Scottish Provident International is revamping its literature on trusts in a bid to warn IFAs about possible future changes to life insurance policyholder taxation.
The guides have been updated to draw IFAs' attention to the likelihood of the dead-settlor rule being changed by the Inland Revenue.
In October, the Government ditched plans to revamp taxation on investment bonds following widespread anger from the industry.
The Revenue proposals included axing the 5 per cent annual withdrawal allowance for investment bonds.
But the Revenue still plans to investigate tax-avoidance schemes such as the dead-settlor rule, which allows tax to be avoided by claiming on a policy after the settlor's death. This loophole can be exploited by placing policies in trust.
Scottish Provident International is offering IFAs a summary of key benefits for each of its trusts. This offers general guidance for brokers unfamiliar with trusts, those using SPI's trusts for the first time and those who want to be up to date with possible rule changes.
Around four million, or 5 per cent, of all life policies in force are written under trust.

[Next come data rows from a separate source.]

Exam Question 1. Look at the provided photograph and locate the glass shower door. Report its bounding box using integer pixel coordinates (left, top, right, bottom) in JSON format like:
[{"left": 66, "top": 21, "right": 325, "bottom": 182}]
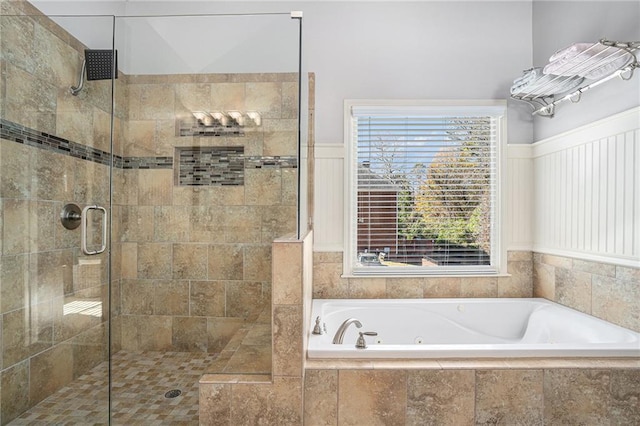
[{"left": 0, "top": 11, "right": 113, "bottom": 425}]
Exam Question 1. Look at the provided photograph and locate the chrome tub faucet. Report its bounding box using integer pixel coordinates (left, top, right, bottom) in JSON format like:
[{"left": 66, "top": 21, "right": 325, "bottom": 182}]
[{"left": 333, "top": 318, "right": 362, "bottom": 345}]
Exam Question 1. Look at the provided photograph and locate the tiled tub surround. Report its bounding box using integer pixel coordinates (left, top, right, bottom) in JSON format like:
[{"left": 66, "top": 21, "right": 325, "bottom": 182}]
[
  {"left": 304, "top": 365, "right": 640, "bottom": 426},
  {"left": 200, "top": 235, "right": 640, "bottom": 426},
  {"left": 533, "top": 253, "right": 640, "bottom": 332},
  {"left": 303, "top": 252, "right": 640, "bottom": 426}
]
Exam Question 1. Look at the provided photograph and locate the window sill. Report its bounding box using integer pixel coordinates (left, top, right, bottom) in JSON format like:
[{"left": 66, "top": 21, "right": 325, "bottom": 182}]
[{"left": 340, "top": 273, "right": 511, "bottom": 279}]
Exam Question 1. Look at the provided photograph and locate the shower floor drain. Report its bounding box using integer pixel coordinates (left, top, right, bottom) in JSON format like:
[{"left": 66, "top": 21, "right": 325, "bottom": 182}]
[{"left": 164, "top": 389, "right": 182, "bottom": 398}]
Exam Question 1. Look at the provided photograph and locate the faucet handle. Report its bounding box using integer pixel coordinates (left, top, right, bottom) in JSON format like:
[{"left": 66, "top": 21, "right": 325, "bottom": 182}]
[
  {"left": 312, "top": 317, "right": 322, "bottom": 334},
  {"left": 356, "top": 331, "right": 378, "bottom": 349}
]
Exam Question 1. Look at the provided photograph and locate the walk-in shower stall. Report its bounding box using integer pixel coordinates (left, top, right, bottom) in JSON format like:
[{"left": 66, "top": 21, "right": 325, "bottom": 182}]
[{"left": 0, "top": 1, "right": 301, "bottom": 425}]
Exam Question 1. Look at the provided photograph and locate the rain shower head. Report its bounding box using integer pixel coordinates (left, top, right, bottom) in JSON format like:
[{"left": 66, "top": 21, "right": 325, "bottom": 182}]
[
  {"left": 84, "top": 49, "right": 118, "bottom": 81},
  {"left": 71, "top": 49, "right": 118, "bottom": 96}
]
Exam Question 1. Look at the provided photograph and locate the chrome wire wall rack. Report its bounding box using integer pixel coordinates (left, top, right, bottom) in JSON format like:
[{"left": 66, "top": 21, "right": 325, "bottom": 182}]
[{"left": 511, "top": 39, "right": 640, "bottom": 118}]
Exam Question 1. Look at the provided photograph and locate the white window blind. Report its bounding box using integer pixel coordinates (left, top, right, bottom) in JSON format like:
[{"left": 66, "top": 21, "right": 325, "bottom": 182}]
[{"left": 345, "top": 100, "right": 501, "bottom": 274}]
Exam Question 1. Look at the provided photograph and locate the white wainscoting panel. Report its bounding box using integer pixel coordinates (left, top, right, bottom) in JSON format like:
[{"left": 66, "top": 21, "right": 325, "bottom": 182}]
[
  {"left": 533, "top": 108, "right": 640, "bottom": 267},
  {"left": 313, "top": 144, "right": 345, "bottom": 251},
  {"left": 503, "top": 144, "right": 534, "bottom": 250}
]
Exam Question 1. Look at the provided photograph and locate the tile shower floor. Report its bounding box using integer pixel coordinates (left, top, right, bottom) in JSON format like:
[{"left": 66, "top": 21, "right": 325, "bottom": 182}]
[{"left": 10, "top": 325, "right": 271, "bottom": 426}]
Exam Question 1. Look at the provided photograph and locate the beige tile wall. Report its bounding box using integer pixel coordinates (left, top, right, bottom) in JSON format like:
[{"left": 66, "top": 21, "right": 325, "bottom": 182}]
[
  {"left": 0, "top": 1, "right": 115, "bottom": 424},
  {"left": 533, "top": 253, "right": 640, "bottom": 332},
  {"left": 200, "top": 233, "right": 313, "bottom": 425},
  {"left": 114, "top": 74, "right": 297, "bottom": 352}
]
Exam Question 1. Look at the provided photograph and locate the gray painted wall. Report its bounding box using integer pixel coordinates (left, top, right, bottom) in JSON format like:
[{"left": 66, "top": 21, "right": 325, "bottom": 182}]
[
  {"left": 533, "top": 0, "right": 640, "bottom": 141},
  {"left": 34, "top": 1, "right": 533, "bottom": 144}
]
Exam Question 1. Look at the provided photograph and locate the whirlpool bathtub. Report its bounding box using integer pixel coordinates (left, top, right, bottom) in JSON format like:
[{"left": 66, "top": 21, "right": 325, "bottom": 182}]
[{"left": 307, "top": 298, "right": 640, "bottom": 359}]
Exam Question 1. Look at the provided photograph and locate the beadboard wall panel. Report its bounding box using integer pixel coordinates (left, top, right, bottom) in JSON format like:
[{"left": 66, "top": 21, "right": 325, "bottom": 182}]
[
  {"left": 313, "top": 144, "right": 345, "bottom": 252},
  {"left": 533, "top": 108, "right": 640, "bottom": 267}
]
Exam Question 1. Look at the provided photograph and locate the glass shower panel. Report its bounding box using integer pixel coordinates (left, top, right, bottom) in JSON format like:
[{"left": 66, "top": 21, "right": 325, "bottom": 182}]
[
  {"left": 0, "top": 11, "right": 113, "bottom": 424},
  {"left": 112, "top": 13, "right": 299, "bottom": 422}
]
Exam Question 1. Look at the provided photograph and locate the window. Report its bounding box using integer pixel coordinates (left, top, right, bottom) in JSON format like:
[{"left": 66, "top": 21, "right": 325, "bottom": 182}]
[{"left": 344, "top": 101, "right": 505, "bottom": 275}]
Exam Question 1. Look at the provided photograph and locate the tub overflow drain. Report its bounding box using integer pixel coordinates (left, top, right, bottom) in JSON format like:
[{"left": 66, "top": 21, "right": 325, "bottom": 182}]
[{"left": 164, "top": 389, "right": 182, "bottom": 398}]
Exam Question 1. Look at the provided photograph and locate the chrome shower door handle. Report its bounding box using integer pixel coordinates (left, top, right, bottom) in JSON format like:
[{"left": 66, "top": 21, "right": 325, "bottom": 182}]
[{"left": 81, "top": 206, "right": 107, "bottom": 255}]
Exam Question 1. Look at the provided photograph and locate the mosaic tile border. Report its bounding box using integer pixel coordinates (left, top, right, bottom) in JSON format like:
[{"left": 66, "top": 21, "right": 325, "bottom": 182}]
[
  {"left": 176, "top": 146, "right": 245, "bottom": 186},
  {"left": 0, "top": 119, "right": 111, "bottom": 165},
  {"left": 0, "top": 118, "right": 298, "bottom": 176}
]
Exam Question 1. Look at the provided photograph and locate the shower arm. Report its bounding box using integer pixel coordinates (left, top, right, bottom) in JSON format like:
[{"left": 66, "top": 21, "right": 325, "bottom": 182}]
[{"left": 70, "top": 59, "right": 87, "bottom": 96}]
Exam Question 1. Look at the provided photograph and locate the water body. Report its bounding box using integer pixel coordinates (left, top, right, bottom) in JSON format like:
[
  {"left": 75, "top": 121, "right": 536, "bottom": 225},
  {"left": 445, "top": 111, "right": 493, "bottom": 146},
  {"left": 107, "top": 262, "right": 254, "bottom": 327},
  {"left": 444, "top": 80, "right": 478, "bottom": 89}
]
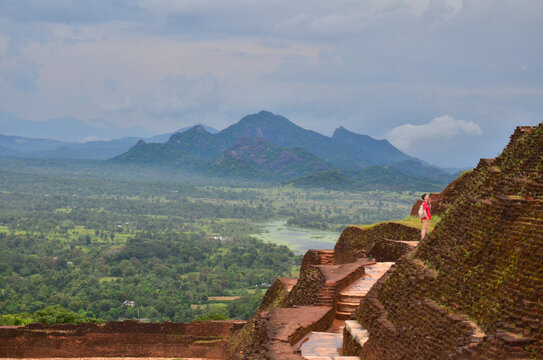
[{"left": 253, "top": 220, "right": 341, "bottom": 254}]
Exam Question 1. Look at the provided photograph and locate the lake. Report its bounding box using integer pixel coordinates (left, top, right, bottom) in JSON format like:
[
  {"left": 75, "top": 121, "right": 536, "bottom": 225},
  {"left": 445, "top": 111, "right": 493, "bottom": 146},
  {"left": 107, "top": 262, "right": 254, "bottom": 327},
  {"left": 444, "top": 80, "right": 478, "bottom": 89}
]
[{"left": 253, "top": 220, "right": 341, "bottom": 254}]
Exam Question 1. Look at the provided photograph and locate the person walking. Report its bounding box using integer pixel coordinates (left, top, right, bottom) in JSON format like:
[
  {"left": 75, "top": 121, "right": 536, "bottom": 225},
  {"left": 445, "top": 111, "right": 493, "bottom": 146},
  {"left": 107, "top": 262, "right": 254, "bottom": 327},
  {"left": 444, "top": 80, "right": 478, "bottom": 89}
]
[{"left": 420, "top": 194, "right": 432, "bottom": 240}]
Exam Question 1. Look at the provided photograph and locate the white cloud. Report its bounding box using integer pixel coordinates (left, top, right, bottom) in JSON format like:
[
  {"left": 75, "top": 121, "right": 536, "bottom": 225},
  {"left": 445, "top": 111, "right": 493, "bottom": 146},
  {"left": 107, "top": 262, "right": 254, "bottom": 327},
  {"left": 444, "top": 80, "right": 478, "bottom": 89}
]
[
  {"left": 444, "top": 0, "right": 464, "bottom": 19},
  {"left": 100, "top": 95, "right": 132, "bottom": 112},
  {"left": 387, "top": 115, "right": 483, "bottom": 152},
  {"left": 0, "top": 34, "right": 8, "bottom": 58}
]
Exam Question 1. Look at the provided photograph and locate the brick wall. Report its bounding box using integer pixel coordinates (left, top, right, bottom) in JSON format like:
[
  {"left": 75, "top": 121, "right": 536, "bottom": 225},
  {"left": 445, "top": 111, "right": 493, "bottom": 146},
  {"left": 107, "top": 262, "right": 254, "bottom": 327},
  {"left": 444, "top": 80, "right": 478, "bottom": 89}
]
[
  {"left": 334, "top": 222, "right": 420, "bottom": 264},
  {"left": 356, "top": 124, "right": 543, "bottom": 360},
  {"left": 0, "top": 321, "right": 245, "bottom": 359}
]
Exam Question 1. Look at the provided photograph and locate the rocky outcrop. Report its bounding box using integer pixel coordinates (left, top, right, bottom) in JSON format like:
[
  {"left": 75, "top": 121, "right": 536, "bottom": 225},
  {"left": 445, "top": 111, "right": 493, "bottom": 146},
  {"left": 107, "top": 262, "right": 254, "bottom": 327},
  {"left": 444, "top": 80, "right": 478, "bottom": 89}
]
[
  {"left": 0, "top": 321, "right": 245, "bottom": 359},
  {"left": 411, "top": 170, "right": 478, "bottom": 217},
  {"left": 355, "top": 124, "right": 543, "bottom": 360},
  {"left": 334, "top": 222, "right": 420, "bottom": 264}
]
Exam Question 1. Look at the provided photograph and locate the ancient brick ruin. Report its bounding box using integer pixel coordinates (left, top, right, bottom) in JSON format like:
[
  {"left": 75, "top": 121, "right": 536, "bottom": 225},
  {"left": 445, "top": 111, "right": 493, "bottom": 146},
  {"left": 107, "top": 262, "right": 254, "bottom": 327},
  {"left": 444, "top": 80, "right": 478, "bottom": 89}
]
[
  {"left": 0, "top": 124, "right": 543, "bottom": 360},
  {"left": 0, "top": 321, "right": 245, "bottom": 359},
  {"left": 225, "top": 124, "right": 543, "bottom": 360}
]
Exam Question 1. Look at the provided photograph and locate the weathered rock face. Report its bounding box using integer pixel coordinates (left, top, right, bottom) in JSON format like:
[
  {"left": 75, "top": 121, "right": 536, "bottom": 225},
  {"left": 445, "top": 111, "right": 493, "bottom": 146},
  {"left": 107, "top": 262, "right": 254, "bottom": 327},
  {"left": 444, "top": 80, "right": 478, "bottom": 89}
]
[
  {"left": 257, "top": 278, "right": 297, "bottom": 313},
  {"left": 334, "top": 222, "right": 420, "bottom": 264},
  {"left": 356, "top": 124, "right": 543, "bottom": 360},
  {"left": 411, "top": 170, "right": 475, "bottom": 217},
  {"left": 0, "top": 321, "right": 245, "bottom": 359}
]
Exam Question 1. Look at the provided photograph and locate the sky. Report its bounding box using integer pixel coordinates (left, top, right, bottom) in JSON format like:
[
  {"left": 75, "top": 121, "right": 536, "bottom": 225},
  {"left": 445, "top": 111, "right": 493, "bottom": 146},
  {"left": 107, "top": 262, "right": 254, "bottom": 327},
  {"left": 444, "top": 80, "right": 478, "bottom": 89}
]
[{"left": 0, "top": 0, "right": 543, "bottom": 167}]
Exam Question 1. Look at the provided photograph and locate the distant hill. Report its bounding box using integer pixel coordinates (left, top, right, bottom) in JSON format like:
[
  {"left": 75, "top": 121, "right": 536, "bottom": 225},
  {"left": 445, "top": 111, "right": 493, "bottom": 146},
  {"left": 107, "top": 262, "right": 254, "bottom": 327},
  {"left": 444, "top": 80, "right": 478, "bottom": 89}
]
[
  {"left": 0, "top": 111, "right": 150, "bottom": 142},
  {"left": 290, "top": 170, "right": 358, "bottom": 190},
  {"left": 111, "top": 111, "right": 451, "bottom": 187},
  {"left": 0, "top": 125, "right": 218, "bottom": 160}
]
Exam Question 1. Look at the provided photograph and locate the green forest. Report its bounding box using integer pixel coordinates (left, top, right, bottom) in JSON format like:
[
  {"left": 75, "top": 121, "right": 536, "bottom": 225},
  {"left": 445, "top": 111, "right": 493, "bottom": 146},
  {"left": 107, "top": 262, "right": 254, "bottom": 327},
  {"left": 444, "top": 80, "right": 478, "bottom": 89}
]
[{"left": 0, "top": 160, "right": 418, "bottom": 324}]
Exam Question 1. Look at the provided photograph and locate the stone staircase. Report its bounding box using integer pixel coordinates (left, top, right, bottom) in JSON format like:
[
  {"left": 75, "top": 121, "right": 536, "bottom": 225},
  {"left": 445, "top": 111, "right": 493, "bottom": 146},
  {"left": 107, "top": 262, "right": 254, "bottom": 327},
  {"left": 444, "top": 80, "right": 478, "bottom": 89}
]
[
  {"left": 314, "top": 283, "right": 336, "bottom": 306},
  {"left": 319, "top": 250, "right": 335, "bottom": 265}
]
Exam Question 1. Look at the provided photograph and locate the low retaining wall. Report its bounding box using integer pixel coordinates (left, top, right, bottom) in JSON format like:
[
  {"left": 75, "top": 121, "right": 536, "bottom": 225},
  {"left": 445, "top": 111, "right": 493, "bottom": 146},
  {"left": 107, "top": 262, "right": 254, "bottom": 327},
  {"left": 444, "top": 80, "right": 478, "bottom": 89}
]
[{"left": 0, "top": 321, "right": 244, "bottom": 359}]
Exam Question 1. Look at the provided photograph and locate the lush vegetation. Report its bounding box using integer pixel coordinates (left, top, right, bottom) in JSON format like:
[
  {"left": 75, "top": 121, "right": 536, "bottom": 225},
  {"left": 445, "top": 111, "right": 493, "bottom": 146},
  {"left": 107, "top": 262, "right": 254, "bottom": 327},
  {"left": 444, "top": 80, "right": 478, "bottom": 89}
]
[{"left": 0, "top": 160, "right": 430, "bottom": 323}]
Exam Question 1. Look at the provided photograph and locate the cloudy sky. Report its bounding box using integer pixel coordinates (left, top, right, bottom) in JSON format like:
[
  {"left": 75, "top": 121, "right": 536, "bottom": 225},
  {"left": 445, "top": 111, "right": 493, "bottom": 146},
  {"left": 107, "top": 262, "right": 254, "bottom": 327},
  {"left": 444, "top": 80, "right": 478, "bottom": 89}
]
[{"left": 0, "top": 0, "right": 543, "bottom": 167}]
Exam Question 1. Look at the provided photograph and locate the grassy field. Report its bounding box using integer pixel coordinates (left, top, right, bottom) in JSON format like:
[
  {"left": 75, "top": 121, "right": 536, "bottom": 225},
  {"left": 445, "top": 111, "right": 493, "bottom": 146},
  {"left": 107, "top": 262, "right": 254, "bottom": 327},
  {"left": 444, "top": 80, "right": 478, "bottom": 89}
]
[{"left": 254, "top": 219, "right": 340, "bottom": 254}]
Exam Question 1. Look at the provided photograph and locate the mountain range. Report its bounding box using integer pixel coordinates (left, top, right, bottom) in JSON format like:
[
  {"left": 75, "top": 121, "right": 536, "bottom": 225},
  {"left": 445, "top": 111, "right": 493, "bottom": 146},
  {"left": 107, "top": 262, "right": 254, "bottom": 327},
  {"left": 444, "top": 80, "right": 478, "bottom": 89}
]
[
  {"left": 0, "top": 111, "right": 454, "bottom": 190},
  {"left": 111, "top": 111, "right": 451, "bottom": 186}
]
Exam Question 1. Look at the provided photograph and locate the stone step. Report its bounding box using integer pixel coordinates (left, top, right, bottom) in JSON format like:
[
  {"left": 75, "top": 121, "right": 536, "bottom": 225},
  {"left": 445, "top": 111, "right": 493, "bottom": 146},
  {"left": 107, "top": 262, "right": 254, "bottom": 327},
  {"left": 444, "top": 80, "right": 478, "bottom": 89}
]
[
  {"left": 304, "top": 356, "right": 360, "bottom": 360},
  {"left": 337, "top": 301, "right": 360, "bottom": 314},
  {"left": 300, "top": 331, "right": 343, "bottom": 359},
  {"left": 345, "top": 320, "right": 369, "bottom": 346},
  {"left": 338, "top": 294, "right": 364, "bottom": 303},
  {"left": 336, "top": 311, "right": 353, "bottom": 320}
]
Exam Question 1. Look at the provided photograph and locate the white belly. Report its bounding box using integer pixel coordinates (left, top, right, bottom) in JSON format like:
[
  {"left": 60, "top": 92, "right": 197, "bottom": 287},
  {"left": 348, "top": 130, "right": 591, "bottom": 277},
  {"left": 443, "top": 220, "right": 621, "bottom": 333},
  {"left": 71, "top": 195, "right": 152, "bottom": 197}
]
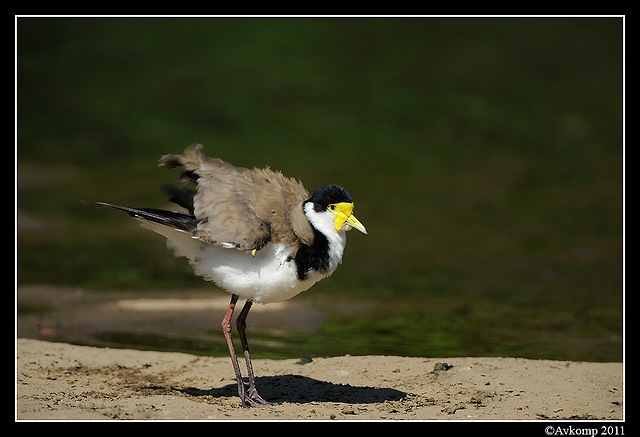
[
  {"left": 141, "top": 221, "right": 346, "bottom": 303},
  {"left": 191, "top": 243, "right": 324, "bottom": 303}
]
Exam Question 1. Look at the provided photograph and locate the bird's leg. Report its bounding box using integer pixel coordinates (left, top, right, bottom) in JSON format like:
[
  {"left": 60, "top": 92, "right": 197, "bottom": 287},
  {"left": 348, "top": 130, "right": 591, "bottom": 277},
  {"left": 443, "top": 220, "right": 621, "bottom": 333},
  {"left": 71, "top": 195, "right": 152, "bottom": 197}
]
[
  {"left": 236, "top": 299, "right": 278, "bottom": 407},
  {"left": 222, "top": 294, "right": 247, "bottom": 407}
]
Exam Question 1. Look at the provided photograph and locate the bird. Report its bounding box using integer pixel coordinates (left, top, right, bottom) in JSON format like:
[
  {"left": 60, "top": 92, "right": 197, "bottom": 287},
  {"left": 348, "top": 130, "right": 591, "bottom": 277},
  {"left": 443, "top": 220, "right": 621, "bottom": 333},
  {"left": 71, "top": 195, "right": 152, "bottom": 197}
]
[{"left": 93, "top": 144, "right": 367, "bottom": 407}]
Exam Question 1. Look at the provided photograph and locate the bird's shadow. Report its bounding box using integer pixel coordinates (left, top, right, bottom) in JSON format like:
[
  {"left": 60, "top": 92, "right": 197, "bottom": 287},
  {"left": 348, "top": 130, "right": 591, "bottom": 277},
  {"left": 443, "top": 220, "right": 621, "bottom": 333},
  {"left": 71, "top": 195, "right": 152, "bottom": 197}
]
[{"left": 173, "top": 375, "right": 407, "bottom": 404}]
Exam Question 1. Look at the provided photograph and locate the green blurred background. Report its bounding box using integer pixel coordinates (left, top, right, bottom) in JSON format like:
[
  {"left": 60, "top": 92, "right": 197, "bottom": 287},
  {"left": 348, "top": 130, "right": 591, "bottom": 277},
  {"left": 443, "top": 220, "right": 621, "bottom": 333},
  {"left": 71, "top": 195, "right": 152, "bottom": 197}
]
[{"left": 17, "top": 18, "right": 623, "bottom": 361}]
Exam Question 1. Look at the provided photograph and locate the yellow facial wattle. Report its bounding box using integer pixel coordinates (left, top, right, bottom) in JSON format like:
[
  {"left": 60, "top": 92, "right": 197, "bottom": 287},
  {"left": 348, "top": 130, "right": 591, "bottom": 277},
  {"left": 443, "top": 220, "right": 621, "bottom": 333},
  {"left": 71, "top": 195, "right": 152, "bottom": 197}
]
[{"left": 327, "top": 202, "right": 367, "bottom": 234}]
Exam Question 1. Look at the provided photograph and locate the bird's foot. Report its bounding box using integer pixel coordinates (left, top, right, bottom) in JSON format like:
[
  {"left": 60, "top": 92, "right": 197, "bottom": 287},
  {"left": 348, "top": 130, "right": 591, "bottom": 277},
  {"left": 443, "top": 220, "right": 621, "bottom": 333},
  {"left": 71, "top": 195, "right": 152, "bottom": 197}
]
[{"left": 242, "top": 387, "right": 279, "bottom": 407}]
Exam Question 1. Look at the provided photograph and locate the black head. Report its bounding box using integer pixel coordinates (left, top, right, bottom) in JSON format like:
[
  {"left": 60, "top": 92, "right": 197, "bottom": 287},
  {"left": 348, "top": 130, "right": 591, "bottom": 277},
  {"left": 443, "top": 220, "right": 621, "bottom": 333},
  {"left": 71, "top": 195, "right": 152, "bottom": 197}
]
[{"left": 309, "top": 184, "right": 353, "bottom": 212}]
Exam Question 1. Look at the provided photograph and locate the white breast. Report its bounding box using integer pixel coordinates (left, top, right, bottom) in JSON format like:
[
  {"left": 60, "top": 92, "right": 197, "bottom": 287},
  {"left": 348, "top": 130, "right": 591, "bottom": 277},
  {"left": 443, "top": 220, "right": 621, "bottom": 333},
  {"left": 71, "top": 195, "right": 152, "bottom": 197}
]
[{"left": 191, "top": 243, "right": 324, "bottom": 303}]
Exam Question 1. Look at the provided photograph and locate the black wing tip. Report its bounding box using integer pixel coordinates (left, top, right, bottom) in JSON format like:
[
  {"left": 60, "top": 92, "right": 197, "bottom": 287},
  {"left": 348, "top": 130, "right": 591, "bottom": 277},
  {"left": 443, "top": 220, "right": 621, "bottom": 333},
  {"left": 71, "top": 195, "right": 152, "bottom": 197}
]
[{"left": 91, "top": 202, "right": 199, "bottom": 231}]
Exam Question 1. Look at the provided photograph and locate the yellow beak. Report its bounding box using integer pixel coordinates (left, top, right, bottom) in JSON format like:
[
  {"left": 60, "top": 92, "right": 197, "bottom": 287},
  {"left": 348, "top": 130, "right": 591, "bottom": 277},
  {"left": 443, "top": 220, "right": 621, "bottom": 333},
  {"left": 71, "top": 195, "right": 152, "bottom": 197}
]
[{"left": 328, "top": 202, "right": 367, "bottom": 234}]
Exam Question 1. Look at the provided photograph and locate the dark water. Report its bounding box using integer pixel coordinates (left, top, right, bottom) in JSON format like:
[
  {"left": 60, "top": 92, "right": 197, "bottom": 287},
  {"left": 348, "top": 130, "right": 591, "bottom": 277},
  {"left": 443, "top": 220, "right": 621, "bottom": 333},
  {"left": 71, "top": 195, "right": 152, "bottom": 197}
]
[{"left": 17, "top": 18, "right": 624, "bottom": 361}]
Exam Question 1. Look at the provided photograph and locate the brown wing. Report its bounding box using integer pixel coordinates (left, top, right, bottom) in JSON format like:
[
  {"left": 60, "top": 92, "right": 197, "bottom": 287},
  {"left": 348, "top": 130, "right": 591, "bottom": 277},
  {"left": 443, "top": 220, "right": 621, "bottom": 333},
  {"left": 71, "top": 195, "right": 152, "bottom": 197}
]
[{"left": 160, "top": 144, "right": 313, "bottom": 250}]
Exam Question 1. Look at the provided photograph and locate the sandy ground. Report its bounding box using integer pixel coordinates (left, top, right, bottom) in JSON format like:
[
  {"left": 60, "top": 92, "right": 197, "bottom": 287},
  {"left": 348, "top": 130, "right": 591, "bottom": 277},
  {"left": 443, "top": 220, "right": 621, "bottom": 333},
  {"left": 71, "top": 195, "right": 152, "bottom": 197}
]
[{"left": 16, "top": 338, "right": 624, "bottom": 420}]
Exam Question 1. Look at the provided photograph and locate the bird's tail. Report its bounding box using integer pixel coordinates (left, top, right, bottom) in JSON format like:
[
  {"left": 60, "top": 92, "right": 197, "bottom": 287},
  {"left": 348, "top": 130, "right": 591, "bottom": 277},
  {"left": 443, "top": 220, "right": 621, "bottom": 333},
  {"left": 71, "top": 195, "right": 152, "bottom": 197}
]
[{"left": 92, "top": 202, "right": 198, "bottom": 232}]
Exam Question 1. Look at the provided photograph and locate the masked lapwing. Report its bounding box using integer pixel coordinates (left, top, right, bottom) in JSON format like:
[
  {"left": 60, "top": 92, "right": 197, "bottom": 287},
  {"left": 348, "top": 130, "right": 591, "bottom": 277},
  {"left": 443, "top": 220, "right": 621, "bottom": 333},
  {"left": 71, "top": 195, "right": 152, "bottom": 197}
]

Technical development manager Bob Easton says: "The production of the new material is part of the company's commitment to ensure that advisers and their clients receive the most practical assistance from Scottish Provident International.
"We pay particular attention to ensuring that advisers are well equipped to deal with the increasing technical nature of the business by offering technical advice over the phone, holding regular seminars and providing personal support.
"Giving regular advice on the use of trusts has given us an insight into the real issues faced by advisers."